Successful systems administration relies on clearly and thoroughly understanding how a system uses its resources—its current hardware and software components—and understanding their interaction with, and dependencies upon, user workflows and running services. This chapter discusses the tools and knowledge required to effectively evaluate several key aspects of an existing infrastructure, including current utilization of bandwidth, services, hardware, and storage. This evaluation enables you to plan and implement changes to an existing infrastructure that minimize interruption to the system’s operation and maximize the user’s productivity.

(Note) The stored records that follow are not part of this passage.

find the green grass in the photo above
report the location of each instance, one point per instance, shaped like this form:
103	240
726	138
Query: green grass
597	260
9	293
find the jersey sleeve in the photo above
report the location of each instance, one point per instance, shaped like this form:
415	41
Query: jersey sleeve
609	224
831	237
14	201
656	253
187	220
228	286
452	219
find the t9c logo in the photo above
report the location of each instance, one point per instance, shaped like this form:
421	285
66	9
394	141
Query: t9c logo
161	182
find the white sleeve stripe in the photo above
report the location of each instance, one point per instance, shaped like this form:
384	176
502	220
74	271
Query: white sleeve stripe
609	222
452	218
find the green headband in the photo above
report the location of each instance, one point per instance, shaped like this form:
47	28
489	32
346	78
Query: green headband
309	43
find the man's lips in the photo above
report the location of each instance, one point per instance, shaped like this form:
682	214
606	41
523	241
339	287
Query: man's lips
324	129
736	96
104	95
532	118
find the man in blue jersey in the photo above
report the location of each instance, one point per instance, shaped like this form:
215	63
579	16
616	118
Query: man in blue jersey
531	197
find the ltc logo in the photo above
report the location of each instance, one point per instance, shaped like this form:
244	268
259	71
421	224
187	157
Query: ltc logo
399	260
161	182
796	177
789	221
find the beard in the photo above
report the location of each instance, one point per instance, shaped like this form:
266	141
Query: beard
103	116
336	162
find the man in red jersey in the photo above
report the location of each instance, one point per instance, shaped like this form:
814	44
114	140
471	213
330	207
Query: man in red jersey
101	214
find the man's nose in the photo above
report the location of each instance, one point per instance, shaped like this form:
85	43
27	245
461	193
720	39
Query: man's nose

Determining Current Utilization

It’s important to monitor utilization after a new system has been set up, or if an existing system has been serving users for a while. This information is critical to know for new systems to ensure that they run with the best performance. For existing systems, changes in usage (such as a group of video users that have changed to high-definition files) should cause you to reevaluate the setup to make sure that the system is still adequately meeting needs.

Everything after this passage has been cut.